Two new bills in the New York legislature partly revive the attempt — manifest in five bills in the previous legislative session — to support climate change education in the Empire State.
Assembly Bill 617 would, if enacted, establish a climate change education grant program "to award grants to eligible applicants to support climate change education grant programs for young people or to provide optional teacher training or professional development programs relevant to the advance of climate change literacy in young people."
Introduced by Linda B. Rosenthal (D-District 67) and referred to the Assembly Committee on Education, AB 617 is substantially identical to Assembly Bill 9831 and Senate Bill 6837, which were introduced in the 2019-2020 legislative session but ultimately died in committee. A broadly similar bill was enacted in Washington in 2018, as NCSE previously reported.
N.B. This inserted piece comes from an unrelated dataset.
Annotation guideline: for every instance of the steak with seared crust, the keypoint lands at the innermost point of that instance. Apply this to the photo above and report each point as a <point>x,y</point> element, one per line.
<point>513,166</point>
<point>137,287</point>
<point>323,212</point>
Senate Bill 596 would, if enacted, require the state commissioner of education to offer "recommendations to the board of regents relating to the adoption of instruction in climate science in senior high schools," including "the effect and impact of greenhouse gasses" and New York's commitment to reducing greenhouse gas emissions.
Introduced by Rachel May (D and Working Families-District 53), SB 596 is identical to Senate Bill 6877, which was introduced in the 2019-2020 legislative session but ultimately died in committee. No counterpart bill to SB 6877 was ever introduced in the Assembly, and no counterpart bill to SB 596 is yet introduced in the Assembly.
Two bills from the 2019-2020 legislative session seeking to establish a model climate change curriculum in all public elementary and secondary schools have not yet been revived.